Neue Corona-Maßnahmen: Grundrechte mißachtet und Zusagen gebrochen

Heute haben Bund und Länder sich darauf geeinigt, ungeimpfte Personen nur bis zu einer Inzidenz von 35 von der Testpflicht zu befreien.

Für den Zugang zu Freizeiteinrichtungen wie Restaurants, Veranstaltungen und Sportstätten oder körpernahen Dienstleistungen, Unterkünften sowie Krankenhäusern und Altenheimen ist dann ein Test nötig.

Zudem sind die Corona-Tests ab 11. Oktober nicht mehr kostenfrei.

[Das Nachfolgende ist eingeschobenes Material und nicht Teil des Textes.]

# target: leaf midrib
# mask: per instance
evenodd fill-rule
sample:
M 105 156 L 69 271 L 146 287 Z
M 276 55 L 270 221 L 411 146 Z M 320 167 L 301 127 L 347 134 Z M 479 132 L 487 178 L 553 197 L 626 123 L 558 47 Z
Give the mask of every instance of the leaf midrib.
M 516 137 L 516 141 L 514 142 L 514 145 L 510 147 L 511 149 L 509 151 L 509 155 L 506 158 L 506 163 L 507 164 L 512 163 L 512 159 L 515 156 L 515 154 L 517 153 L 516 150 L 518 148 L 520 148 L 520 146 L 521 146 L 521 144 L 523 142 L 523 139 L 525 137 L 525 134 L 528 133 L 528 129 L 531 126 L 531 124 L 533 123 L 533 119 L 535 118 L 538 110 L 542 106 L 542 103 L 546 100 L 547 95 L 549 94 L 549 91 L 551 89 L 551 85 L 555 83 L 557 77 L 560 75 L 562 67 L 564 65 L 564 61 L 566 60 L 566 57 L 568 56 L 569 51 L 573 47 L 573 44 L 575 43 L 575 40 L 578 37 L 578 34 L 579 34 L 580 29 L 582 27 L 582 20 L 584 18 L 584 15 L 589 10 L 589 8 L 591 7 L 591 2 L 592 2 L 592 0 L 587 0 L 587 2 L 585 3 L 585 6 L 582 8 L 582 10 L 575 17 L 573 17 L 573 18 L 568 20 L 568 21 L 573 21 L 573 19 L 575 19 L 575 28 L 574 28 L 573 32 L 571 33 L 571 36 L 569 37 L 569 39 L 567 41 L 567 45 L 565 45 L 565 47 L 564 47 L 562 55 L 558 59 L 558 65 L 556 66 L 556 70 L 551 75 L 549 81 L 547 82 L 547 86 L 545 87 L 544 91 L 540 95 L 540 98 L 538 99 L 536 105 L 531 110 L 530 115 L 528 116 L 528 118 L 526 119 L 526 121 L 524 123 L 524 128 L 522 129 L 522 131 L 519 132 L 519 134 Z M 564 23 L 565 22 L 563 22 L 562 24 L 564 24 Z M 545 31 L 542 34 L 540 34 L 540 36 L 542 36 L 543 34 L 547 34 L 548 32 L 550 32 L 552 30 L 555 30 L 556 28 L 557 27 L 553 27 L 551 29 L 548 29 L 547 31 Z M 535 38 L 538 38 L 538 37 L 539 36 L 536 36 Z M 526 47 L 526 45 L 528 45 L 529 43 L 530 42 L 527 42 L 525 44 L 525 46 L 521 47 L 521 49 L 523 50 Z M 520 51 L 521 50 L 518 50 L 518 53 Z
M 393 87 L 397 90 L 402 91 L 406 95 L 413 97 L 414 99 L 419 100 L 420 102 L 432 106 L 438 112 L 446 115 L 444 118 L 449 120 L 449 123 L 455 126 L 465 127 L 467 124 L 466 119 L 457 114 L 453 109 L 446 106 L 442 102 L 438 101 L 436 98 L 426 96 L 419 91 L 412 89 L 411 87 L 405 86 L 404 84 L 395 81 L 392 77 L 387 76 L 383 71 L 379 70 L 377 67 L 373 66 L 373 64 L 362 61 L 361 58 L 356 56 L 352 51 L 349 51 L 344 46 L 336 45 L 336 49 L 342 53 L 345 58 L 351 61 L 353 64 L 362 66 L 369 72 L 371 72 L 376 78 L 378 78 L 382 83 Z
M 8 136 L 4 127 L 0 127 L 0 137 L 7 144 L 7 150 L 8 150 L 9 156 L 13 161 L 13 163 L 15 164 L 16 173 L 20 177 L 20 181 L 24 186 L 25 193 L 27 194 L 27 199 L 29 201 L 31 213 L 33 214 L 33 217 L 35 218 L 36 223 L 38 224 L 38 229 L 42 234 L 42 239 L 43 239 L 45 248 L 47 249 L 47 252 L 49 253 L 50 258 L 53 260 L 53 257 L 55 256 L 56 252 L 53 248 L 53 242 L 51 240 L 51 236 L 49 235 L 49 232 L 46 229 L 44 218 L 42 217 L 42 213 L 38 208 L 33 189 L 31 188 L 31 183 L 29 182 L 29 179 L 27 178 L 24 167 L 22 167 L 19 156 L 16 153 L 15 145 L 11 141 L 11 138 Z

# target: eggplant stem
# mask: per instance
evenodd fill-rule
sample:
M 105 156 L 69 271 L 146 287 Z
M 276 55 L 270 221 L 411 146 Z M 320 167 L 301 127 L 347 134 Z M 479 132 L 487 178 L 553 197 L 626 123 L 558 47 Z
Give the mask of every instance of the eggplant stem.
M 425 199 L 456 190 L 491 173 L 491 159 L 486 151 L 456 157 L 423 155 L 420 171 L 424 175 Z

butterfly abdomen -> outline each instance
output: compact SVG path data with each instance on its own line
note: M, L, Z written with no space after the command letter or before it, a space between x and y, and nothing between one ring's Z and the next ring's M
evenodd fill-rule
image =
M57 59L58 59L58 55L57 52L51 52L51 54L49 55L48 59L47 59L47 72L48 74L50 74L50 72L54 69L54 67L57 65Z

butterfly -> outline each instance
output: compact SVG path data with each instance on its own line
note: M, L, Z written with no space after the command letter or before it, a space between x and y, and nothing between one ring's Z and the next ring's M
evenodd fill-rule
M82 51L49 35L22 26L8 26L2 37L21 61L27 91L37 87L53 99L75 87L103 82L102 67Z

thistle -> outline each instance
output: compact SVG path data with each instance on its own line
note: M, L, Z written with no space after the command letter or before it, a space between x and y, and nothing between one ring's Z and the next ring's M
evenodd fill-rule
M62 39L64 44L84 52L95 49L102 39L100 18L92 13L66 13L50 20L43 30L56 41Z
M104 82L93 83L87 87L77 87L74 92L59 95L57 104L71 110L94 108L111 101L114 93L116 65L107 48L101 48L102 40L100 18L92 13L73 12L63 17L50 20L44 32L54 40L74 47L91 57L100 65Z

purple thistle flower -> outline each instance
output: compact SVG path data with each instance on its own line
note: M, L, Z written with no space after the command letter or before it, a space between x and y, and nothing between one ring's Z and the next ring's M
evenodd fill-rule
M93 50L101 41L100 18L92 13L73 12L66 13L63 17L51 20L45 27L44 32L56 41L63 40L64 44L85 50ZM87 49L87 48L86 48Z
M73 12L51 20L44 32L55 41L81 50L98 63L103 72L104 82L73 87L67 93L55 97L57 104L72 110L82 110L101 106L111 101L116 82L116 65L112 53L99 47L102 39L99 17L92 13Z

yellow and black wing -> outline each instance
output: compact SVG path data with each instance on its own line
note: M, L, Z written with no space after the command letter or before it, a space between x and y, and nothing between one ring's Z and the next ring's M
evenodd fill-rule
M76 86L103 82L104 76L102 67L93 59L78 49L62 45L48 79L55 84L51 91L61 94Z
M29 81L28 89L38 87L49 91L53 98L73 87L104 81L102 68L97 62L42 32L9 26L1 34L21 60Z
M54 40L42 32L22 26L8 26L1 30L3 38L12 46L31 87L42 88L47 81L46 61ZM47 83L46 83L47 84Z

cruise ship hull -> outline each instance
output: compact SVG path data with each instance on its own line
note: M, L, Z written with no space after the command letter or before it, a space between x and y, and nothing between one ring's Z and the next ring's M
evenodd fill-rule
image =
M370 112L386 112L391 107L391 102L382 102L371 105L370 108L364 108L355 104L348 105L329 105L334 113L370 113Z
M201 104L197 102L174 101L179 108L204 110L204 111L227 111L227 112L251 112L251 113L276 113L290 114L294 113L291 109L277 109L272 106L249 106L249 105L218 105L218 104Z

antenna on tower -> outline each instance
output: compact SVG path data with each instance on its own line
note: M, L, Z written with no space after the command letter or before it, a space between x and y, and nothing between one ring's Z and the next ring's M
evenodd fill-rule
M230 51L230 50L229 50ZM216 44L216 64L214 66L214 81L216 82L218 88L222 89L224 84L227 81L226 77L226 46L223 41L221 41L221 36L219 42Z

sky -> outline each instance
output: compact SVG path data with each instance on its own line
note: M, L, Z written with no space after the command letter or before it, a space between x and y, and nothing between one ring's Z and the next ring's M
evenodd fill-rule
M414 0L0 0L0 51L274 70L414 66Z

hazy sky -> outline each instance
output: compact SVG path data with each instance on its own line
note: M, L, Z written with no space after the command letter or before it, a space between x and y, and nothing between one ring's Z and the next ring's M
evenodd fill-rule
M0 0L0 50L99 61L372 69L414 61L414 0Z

Stephan Brandner, Vize-Bundesvorsitzender der Alternative für Deutschland, ist entsetzt, dass die Impfpflicht nun nicht nur durch die Hintertür, sondern ganz offensichtlich kommt, entgegen dem, was beispielsweise Gesundheitsminister Spahn und der sächsische Ministerpräsident Kretschmer mehrfach versprochen hatten.

Gerade ärmere Menschen würden durch die teuren Tests gleichsam in die Impfung getrieben.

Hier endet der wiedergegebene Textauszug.